Sunday, February 19, 2006

Theory of Networked Computation

I spent two days at the workshop organized by Joan Feigenbaum and Jennifer Rexford on the Theory of Networked Computation. The total intellect they had amassed in the workshop was awesome, and the meeting was purposeful. The purpose was discussing what are suitable research directions for theoretical computer scientists in the context of the effort within NSF to in my words, do the internet over from the scratch. Some of the topics that dominated were: how to embrace economic theories in the design of networks, how to embed security and privacy within network design, the role of massive data set computing within networks, how to address nodes in the new network and is there a nice problem of combined compact routing and addressing, is there a theory of networking akin to theory of computing with impossibility or hardness framework, and how to make networks auto-administer themselves. There were some heated networking-specific discussions: should one expose network state to endhosts, should there be autonomous systems, are ISPs making money. Of course, there was some lamenting about how networking community did not seem to know the best theory results, some chest-thumping that theory results (Ashish Goel and Bruce Maggs converged to: "all three p2p protocols were directly derived from algorithmicists' work") were being useful, some soulful calls for more attempt at making theory useful by interfacing with networking in practice. A factoid: Andrei Broder has the patent on CAPTCHAs!. Cool! Another factoid: How real world breaks CAPTCHAs.
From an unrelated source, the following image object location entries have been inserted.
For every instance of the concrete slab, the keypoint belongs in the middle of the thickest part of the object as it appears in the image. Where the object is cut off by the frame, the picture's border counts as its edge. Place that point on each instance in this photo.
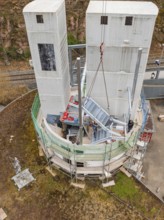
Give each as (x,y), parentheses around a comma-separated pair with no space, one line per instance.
(23,178)
(153,163)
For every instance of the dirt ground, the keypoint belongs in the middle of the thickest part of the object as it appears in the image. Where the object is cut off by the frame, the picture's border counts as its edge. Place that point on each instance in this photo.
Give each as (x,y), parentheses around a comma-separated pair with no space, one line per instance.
(52,197)
(153,165)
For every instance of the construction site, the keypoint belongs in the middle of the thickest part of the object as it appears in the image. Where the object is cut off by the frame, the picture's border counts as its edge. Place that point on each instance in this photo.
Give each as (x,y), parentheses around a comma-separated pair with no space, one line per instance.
(91,113)
(98,126)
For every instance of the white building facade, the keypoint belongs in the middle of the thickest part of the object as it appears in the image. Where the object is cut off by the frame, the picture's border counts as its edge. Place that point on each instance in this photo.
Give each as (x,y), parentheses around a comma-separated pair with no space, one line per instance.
(123,29)
(47,35)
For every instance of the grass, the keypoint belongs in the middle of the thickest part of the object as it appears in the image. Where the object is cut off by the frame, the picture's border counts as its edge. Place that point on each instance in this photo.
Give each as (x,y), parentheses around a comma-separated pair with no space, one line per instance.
(126,188)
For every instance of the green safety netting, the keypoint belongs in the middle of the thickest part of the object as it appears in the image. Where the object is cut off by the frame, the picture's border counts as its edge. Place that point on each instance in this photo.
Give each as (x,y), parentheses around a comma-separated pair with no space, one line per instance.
(81,153)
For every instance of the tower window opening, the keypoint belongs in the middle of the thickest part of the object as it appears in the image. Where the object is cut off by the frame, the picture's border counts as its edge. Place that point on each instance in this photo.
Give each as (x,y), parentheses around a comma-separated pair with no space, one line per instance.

On theory vs applications, I tend to think there is a lot of good theory but there is less of good theory inspired by (or applicable to) real problems than theorists would like to believe. Most theoretical papers do not drill down deep (beyond the intro?) while making a case that their work/problem is crucial in an application. Personally, I like solving puzzles, so my heart is in theory, and at least in published work, I seem to think more theory than applications. Still, I got a referee report sometime ago for one of my papers that when paraphrased, said, "From Muthu, we expect more about applications for this result." Sigh.